The output is interesting. The min and max values are similar for both images, yet the mean and stddev vary slightly between the two images. The first method where the images were reduce first produce a tighter distribution with less variance. Again this is still a bit of a puzzler to me so the final step to take is to produce histograms of the NDVI value for both methods to see what the change in distribution is. This involves defining some visualization parameters and building the histogram.

``````//CREATE a histogram of values from clipped regions
// Pre-define some customization options.
var options1 = {
title: 'distribution of NDVI1 values',
fontSize: 20,
hAxis: {title: 'ndvi value '},
vAxis: {title: 'count of value'},
series: {
0: {color: 'blue'}}
};
var options2 = {
title: 'distribution of NDVI2 values',
fontSize: 20,
hAxis: {title: 'ndvi value '},
vAxis: {title: 'count of value'},
series: {
0: {color: 'green'}}
};

// Make the histogram, set the options.
var histoNDVI1 = ui.Chart.image.histogram(ndvi1, area, 30)
.setSeriesNames(['ndvi1'])
.setOptions(options1);

print(histoNDVI1)

// Make the histogram, set the options.
var histoNDVI2 = ui.Chart.image.histogram(ndvi2, area, 30)
.setSeriesNames(['ndvi2'])
.setOptions(options2);

print(histoNDVI2)
``````

This really tells the tale. The distributions of values is very different. The first method produced a more normal histogram relative to the second method.

### The walk away

Ok, so this little foray into the order of operations told us a lot. The most import thing being that when the reducer is applied makes a big difference in what data comes out. While that is great to know it opens up another important question, which one is more representative of the actually characteristics of the landscape. Because while this essentially is about a mathematical concept, at the end of the day it’s the application that matters. Through some discussion with other Remote Sensing Scientist (big thanks to Steven Filippelli @ CSU) method two is easier to defend. Here’s why.

#### method 1

ImageCollection - median Reducer on reflectance values - calculate NDVI

#### method 2

ImageCollection - Calculate NDVI - median reducer on NDVI values

Because method two calculates NDVI on the individuals images all the values that are generated by the reducer represent an actually measurement of NDVI at one point in time. So it’s a real measurement. Method one on the other hand generates a reduced image bases on reflectance values and then applies NDVI. This means that an NDVI could be calculated based on a red reflectance from June and a Near Inferred reflectance from July. This is not a value that was actually measure by a sensor at any point. The likelihood of that happening increase as you increase the data range of your analysis.

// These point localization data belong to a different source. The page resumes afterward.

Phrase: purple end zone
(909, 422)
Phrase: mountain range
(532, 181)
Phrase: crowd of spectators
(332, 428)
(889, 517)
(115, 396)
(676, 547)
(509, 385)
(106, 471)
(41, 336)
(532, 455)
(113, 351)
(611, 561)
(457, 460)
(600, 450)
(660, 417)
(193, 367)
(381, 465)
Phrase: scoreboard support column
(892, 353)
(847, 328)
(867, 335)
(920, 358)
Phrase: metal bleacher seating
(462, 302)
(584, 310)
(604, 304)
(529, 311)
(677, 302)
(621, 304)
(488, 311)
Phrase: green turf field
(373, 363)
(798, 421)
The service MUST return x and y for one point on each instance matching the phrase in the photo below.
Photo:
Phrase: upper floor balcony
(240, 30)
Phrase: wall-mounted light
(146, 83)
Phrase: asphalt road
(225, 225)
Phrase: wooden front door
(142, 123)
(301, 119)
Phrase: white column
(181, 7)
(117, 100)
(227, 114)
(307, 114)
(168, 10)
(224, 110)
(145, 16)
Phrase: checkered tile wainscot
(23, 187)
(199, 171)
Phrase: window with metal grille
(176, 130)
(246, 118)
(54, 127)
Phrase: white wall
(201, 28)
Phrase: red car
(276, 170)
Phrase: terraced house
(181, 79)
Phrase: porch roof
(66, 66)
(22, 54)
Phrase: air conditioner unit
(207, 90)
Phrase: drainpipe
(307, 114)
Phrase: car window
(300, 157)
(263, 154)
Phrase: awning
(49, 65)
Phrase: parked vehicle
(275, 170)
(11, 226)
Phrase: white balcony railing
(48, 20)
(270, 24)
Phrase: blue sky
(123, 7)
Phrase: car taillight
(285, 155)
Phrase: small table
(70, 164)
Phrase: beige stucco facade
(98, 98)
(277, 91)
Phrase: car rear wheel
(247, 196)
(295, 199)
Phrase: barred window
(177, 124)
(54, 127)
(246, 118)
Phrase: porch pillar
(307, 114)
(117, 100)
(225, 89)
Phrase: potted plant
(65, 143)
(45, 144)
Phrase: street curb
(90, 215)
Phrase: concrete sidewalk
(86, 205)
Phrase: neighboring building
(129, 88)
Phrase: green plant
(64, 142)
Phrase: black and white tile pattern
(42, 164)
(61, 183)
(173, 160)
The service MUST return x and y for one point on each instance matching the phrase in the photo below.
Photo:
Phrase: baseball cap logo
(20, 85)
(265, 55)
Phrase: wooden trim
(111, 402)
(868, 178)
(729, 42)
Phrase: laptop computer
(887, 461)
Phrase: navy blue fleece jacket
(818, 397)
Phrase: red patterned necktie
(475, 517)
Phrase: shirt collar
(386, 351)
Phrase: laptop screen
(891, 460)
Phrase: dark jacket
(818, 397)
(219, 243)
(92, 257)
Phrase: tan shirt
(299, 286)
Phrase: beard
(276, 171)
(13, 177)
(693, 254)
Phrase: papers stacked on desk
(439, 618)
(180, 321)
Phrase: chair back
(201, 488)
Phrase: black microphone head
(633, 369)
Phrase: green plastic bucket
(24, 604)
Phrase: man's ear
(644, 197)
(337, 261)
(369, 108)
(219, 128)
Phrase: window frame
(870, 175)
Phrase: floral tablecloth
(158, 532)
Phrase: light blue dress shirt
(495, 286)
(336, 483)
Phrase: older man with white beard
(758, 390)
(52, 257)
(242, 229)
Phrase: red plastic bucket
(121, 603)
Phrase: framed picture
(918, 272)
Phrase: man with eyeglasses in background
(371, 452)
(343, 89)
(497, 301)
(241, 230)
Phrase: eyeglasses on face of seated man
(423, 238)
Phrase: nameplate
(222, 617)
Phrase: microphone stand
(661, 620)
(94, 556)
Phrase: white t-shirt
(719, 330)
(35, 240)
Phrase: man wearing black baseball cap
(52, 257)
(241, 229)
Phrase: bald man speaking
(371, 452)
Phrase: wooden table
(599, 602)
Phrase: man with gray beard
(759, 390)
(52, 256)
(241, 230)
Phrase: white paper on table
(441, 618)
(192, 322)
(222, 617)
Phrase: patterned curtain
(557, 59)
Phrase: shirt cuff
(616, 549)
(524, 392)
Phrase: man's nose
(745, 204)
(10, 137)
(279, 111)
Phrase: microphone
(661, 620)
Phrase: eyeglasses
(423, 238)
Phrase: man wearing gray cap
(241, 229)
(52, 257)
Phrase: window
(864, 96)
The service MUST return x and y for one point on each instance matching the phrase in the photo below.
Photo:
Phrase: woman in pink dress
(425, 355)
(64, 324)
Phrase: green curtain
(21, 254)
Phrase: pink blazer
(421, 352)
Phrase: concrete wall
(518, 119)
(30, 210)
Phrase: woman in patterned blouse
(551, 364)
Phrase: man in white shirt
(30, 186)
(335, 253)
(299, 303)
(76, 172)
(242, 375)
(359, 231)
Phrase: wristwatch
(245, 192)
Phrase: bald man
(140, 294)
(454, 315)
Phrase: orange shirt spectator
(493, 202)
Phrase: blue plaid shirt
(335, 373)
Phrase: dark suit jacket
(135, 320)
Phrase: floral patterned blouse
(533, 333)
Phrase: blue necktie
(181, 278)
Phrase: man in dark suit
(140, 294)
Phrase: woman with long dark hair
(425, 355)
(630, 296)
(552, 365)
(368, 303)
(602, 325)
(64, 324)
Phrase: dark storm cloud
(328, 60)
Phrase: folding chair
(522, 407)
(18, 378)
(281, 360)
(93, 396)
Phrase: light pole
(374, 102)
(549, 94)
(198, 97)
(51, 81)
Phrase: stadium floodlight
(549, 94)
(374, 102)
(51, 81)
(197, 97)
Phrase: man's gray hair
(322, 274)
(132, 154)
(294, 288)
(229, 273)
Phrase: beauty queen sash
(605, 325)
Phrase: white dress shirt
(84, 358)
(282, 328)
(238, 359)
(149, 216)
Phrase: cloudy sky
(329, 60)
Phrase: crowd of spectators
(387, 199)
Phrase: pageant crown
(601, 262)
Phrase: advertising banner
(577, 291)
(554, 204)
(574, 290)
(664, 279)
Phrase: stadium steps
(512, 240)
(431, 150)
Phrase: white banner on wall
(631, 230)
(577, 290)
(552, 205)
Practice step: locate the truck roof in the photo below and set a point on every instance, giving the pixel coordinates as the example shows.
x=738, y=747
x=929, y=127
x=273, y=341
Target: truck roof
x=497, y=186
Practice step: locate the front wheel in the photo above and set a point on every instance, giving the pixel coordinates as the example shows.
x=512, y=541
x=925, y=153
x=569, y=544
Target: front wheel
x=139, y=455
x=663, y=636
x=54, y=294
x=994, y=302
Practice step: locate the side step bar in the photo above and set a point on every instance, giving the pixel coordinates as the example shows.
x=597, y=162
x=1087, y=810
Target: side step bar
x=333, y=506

So if your applied the median reducer just as a method to limit the effect of clouds and shadows it’s best to go with method 2 and maintain the understanding that all values presented were measured.

Still I feel some draw to method one based on the characteristic of it’s histogram. It’s a more normal distribution, and yes there is some serious abstraction going on but something makes me think there may be some truth hidden in that abstraction. Something else to look into down the line.